Mike Crawford, an analyst at B. Riley & Co., said part of the problem is that no guidelines were set by the Postal Service, so Stamps.com’s screeners were in uncharted territory.


They did reject pictures of Kaczynski in his prison jumpsuit, for example. (The Smoking Gun had to resort to earlier photographs from his high school yearbook.) But on what grounds would Linda Tripp be rejected if she sent in some family shots?


“I think it boils down to: What is the process the U.S. Postal Service is comfortable with?” Crawford said.


He suggested that, as a private contractor, Stamps.com can issue its own set of guidelines for what photos can be turned into stamps, whereas the Postal Service “doesn’t want to get embroiled in First Amendment issues.”

Bill Bastone, editor of The Smoking Gun, said that beyond embarrassing the company, the hoax proved a larger point that Stamps.com is unprepared for the job.


“The bottom line is, they approved them. We had a feeling that if they were letting things like that through, the system was designed poorly,” he said, adding that he had no contact with Stamps.com until the company called him last week and tried, unsuccessfully, to get the nine sheets of objectionable stamps returned. “We’re not stamp purists here,” he said. “We didn’t do it to use them, or to put the stamps up for auction. The stamps are in a filing cabinet just like other material gathered in the reporting process.”


Another question raised by the episode: Should the U.S. Postal Service be outsourcing stamps to a for-profit company without getting a cut of the profits?

Several countries, including Ireland, Switzerland and Canada, allow consumers to submit personal photos to be made into stamps. Most of the programs are run by government agencies.


For years, the U.S. Postal Office pondered whether to start a personalized stamps program. The agency acted at the urging of a report issued last year by the Presidential Commission on the U.S. Postal Service.

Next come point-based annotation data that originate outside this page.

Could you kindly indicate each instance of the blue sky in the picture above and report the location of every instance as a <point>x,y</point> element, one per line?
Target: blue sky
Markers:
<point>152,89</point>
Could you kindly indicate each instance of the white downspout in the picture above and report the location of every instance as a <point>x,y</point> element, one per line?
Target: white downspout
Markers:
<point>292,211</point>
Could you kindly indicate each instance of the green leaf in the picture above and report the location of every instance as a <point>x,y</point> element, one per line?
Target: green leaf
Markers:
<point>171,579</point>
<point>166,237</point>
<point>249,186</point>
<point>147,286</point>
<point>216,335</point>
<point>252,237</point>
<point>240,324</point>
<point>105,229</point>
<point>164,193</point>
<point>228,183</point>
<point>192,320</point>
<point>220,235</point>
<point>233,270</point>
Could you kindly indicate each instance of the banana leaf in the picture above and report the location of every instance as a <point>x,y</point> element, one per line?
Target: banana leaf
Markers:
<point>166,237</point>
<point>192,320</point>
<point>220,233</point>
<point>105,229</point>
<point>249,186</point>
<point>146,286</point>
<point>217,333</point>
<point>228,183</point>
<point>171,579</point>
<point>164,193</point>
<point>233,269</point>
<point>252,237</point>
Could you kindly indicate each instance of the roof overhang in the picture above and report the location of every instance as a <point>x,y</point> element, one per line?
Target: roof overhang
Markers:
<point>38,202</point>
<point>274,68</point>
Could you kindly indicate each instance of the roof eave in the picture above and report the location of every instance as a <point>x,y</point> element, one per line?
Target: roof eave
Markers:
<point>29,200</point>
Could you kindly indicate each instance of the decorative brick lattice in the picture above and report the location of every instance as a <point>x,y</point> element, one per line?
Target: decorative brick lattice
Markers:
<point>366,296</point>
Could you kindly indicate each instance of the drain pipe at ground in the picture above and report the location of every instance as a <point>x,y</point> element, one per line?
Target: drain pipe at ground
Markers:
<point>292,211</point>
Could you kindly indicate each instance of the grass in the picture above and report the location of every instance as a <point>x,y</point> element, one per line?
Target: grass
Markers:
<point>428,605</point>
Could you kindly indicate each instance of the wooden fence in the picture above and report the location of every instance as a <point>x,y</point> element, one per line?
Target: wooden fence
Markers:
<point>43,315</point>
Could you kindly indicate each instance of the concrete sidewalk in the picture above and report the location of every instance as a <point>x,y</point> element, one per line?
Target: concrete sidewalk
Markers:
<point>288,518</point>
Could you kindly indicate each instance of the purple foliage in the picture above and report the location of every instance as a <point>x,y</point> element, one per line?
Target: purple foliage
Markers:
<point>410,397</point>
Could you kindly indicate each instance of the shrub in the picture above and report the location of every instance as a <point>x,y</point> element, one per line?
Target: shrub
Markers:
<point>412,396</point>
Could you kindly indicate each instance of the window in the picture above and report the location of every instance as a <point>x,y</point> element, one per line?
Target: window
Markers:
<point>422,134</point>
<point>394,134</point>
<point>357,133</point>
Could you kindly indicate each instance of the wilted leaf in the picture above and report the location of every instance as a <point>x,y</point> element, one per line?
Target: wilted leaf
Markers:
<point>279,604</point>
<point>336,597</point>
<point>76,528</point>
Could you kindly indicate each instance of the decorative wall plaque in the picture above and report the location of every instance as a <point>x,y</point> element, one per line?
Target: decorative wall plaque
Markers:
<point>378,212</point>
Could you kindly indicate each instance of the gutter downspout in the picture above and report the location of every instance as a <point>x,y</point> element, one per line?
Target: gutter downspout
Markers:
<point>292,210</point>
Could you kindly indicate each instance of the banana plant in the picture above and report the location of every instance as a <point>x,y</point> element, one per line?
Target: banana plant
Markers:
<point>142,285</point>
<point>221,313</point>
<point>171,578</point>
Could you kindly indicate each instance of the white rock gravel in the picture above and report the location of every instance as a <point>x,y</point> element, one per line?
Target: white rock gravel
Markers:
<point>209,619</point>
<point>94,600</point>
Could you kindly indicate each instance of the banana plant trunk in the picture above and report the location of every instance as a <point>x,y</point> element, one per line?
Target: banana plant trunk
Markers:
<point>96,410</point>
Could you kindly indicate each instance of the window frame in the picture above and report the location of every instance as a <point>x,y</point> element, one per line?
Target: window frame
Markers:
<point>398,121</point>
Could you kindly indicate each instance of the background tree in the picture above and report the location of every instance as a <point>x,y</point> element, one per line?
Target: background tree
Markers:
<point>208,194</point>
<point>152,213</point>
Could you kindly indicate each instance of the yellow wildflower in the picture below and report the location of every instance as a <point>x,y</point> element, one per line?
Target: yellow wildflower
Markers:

(Avery Dennison Corp., based in Pasadena, launched a similar product called Creative Postage labels earlier this year. Unlike PhotoStamps, Creative Postage labels are not a U.S. Postal Service product. The customer’s photo is attached next to a U.S. stamp. Avery’s Web site says it will not accept pornographic or inappropriate images.)

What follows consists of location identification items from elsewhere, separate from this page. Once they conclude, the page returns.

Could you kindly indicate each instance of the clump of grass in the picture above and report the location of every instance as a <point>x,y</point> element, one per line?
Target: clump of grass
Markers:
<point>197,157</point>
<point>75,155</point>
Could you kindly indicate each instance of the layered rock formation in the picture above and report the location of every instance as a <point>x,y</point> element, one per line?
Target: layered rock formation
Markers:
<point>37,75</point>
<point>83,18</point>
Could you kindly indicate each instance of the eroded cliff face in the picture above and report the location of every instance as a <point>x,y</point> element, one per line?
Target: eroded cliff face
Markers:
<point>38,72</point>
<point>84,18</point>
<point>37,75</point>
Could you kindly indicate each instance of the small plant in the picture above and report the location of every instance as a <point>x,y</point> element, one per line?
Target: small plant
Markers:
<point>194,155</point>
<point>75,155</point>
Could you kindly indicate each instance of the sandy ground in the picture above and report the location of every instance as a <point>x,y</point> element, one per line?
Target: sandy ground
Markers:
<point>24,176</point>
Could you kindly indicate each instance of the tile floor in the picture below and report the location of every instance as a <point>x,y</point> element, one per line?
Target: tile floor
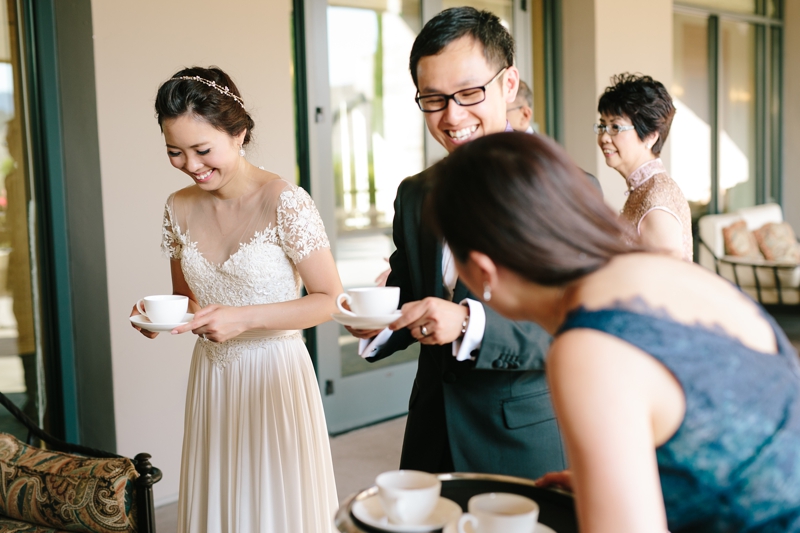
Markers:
<point>358,456</point>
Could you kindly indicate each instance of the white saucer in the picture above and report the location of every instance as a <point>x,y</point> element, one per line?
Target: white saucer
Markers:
<point>452,527</point>
<point>366,322</point>
<point>370,512</point>
<point>144,323</point>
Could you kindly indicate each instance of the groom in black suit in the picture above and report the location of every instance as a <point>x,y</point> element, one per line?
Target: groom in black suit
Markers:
<point>480,401</point>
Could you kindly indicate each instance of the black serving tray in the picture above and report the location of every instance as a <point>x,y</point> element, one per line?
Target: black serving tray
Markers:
<point>556,507</point>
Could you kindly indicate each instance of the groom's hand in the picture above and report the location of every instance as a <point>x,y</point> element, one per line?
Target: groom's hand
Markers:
<point>432,320</point>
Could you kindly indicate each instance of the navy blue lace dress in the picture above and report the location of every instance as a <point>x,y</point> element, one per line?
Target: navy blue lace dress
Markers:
<point>734,463</point>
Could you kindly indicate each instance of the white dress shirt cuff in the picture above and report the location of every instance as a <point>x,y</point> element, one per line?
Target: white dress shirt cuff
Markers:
<point>369,347</point>
<point>473,337</point>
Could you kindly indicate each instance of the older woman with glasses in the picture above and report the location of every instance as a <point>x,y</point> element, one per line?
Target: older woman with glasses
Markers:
<point>635,116</point>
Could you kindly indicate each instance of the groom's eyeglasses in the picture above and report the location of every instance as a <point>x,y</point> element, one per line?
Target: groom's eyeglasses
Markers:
<point>431,103</point>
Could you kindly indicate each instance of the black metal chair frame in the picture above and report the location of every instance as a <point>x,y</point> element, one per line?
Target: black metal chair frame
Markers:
<point>148,474</point>
<point>755,266</point>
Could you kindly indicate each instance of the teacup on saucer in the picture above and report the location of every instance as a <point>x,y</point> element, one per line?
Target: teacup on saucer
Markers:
<point>370,512</point>
<point>145,323</point>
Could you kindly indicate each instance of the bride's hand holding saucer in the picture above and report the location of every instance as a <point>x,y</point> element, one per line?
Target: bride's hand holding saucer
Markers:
<point>148,334</point>
<point>217,323</point>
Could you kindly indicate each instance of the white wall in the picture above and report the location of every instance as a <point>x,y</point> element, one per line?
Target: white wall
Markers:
<point>603,38</point>
<point>137,46</point>
<point>791,114</point>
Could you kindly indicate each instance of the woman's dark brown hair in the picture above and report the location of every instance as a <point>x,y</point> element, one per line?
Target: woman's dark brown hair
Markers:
<point>520,200</point>
<point>177,97</point>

Russell Hoss, an analyst at Roth Capital Partners, still thinks the Postal Service will approve some form of personalized stamps because of their popularity.

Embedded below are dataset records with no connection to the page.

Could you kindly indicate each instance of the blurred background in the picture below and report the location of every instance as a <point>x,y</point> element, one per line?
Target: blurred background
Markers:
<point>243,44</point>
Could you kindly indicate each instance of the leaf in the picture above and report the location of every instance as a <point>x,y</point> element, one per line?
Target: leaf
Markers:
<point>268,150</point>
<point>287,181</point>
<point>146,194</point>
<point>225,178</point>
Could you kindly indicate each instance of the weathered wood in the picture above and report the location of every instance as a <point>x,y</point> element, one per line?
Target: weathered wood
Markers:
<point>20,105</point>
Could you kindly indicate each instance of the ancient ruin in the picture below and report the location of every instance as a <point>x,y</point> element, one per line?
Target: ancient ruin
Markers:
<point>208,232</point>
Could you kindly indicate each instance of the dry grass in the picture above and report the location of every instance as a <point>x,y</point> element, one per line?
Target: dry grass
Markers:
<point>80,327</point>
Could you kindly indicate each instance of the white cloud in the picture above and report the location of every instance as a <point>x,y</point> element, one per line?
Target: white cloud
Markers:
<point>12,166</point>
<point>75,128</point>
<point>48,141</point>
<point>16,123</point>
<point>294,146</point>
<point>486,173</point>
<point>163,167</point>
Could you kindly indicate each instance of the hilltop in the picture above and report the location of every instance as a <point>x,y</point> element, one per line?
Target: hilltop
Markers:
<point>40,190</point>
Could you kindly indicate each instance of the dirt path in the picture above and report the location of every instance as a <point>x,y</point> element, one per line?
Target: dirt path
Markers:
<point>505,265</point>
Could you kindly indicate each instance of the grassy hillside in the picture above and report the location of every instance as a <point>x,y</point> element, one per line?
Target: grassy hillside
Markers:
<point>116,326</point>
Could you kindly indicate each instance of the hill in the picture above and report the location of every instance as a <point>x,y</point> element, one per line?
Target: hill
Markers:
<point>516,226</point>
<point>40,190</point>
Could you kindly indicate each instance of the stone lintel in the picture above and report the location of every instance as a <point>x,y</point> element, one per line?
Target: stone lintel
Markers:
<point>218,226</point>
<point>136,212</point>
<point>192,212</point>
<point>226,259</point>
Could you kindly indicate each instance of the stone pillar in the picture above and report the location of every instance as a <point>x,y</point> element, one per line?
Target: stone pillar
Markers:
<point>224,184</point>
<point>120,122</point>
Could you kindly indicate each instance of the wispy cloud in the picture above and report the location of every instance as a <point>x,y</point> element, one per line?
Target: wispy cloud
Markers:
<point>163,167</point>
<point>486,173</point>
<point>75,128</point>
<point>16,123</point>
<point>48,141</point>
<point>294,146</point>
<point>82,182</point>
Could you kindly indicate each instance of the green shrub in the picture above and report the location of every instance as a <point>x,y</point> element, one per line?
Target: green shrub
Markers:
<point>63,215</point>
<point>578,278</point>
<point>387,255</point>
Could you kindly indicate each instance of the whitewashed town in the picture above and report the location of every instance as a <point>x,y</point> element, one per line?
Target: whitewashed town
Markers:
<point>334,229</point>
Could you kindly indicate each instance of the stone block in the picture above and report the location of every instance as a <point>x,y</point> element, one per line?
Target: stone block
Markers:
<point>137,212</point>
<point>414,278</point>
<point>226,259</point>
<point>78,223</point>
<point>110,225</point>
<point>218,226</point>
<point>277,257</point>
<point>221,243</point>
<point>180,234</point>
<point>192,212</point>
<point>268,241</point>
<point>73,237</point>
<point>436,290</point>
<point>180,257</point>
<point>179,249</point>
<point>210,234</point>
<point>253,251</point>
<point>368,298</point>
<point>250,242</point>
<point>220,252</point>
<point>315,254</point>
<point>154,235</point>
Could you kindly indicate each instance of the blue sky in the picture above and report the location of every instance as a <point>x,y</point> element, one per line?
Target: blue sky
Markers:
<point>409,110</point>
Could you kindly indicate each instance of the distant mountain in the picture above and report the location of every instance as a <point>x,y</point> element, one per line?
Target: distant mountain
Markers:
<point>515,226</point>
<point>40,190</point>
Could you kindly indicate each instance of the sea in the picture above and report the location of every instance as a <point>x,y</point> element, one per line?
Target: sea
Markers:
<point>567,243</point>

“We believe the negative press has resulted in heightened scrutiny of the company’s image and quality control,” Hoss wrote in a recent report, in which he upgraded the stock to a strong buy. “Although some inappropriate images were passed through the screening process, we give the company credit for placing restrictions on what type of images would be allowed on stamps.”

But for the moment, that doesn’t help McBride, who was counting on having the service up-and-running for the holidays and virtually guaranteeing that the company would finally turn a profit. In late August, he predicted that the program would be approved, as long as Stamps.com met the government’s requirements for strong consumer demand, security and order processing.

“We feel that if we’re able to show all those things to the Postal Service, we’ll have similar results to what we’ve had before, and get full approval near the end of the test process,” McBride told the Business Journal at the time.